Bjorn Lomborg | The Copenhagen Consensus
The world’s biggest killer rarely makes the headlines. Public attention is focused on disasters like plane crashes and climate change, which kill a fraction of the people in those disasters.
Cardiovascular disease, primarily heart attacks and strokes, is the leading cause of death worldwide. More than 18 million people worldwide will die from cardiovascular disease this year, accounting for one-third of all global deaths. In the United States, heart disease is the leading cause of death for men, women, and most races and ethnicities. Every 33 seconds, an American dies from cardiovascular disease.
It is a “lifestyle” issue caused by unhealthy diet, lack of exercise, smoking and alcohol use, which lead to obesity and high blood pressure. Reducing the risk of heart attack around the world is not only a public health issue, but also an investment in personal responsibility, economic growth and national security.
Chronic diseases such as cardiovascular disease are a bigger killer than infectious diseases even in developing countries, yet they are poorly funded in the world’s poor countries. External funding accounts for around 30% of health spending in low-income countries, but only 5% of this goes to chronic diseases.
The United States could increase spending on cardiovascular disease prevention through overseas development assistance and policy advice to developing countries.
Empowering individuals to take control of their own health by educating the public about healthy lifestyles, encouraging regular health checks, and funding initiatives that provide affordable health care options. This approach reduces pressure on the health care system and fosters a culture of self-reliance and responsibility.
From an economic perspective, investing in reducing the risk of heart attack makes financial sense: costs from cardiovascular disease are projected to exceed $1 trillion in the United States alone by 2035. Heart disease and related conditions are one of the leading causes of healthcare expenditures in the United States.
Actively addressing risk factors such as obesity, high blood pressure and smoking through targeted interventions such as community health programs, research into innovative treatments and incentives for healthy living could reduce long-term health care costs.
A healthier population leads to a more productive workforce, less absenteeism, and greater overall economic output — all of which are essential to keeping America competitive globally and resilient against external threats. Moreover, a healthier population reduces our reliance on government assistance programs, freeing up resources for important national priorities like defense and infrastructure.

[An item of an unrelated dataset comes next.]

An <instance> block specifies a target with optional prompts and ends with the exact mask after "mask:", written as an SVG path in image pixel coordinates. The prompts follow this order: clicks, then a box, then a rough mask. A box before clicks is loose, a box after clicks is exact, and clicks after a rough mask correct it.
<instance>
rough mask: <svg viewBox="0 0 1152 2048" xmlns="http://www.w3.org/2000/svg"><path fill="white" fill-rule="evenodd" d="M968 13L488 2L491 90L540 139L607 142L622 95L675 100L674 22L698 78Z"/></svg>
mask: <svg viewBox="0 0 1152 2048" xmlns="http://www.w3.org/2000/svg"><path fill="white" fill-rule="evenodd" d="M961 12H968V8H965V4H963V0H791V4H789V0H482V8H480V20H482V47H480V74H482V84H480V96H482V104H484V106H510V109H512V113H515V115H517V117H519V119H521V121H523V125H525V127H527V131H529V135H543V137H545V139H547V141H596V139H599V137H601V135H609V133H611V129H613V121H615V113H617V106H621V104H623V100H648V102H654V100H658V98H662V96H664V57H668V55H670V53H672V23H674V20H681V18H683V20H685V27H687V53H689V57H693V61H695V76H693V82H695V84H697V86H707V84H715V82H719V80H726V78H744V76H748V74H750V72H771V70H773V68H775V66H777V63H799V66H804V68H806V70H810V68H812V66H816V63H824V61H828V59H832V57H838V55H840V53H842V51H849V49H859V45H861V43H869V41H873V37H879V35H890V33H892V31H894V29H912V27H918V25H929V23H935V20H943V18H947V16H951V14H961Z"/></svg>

Hypertension is the world’s leading risk factor for death, causing approximately 11 million deaths each year and accounting for 19% of all deaths.
As the world’s population ages, so too do the numbers of people suffering from high blood pressure. The number of people suffering from high blood pressure has doubled in the past 30 years to about 1.3 billion. With no obvious symptoms, nearly half of people are unaware they have it, and four in five are not receiving appropriate treatment.
This combination makes high blood pressure both extremely impactful and surprisingly easy to ignore.
The good news is that treating high blood pressure is incredibly cheap and effective, with one or more drugs that are off patent and cost almost nothing. This is done pretty well in wealthy countries, but we should do this worldwide.
Community screening for high blood pressure costs just $1 per person, and a prescription for blood pressure medication costs around $3 to $11 per year.
Peer-reviewed studies have shown that controlling high blood pressure in the poorest half of the world would cost $3.5 billion a year, but it would save nearly one million lives a year. Economically speaking, every dollar spent would generate $16 in social benefits, making it one of the most efficient policies in the world.
High blood pressure is the leading risk to death in the world. Yet it receives little attention and funding. For just $3.5 billion a year, we could implement one of the best development solutions and save millions of lives. This is good for U.S. development policy, and great for the world.
Bjorn Lomborg is chairman of the Copenhagen Consensus and a visiting fellow at the Hoover Institution at Stanford University.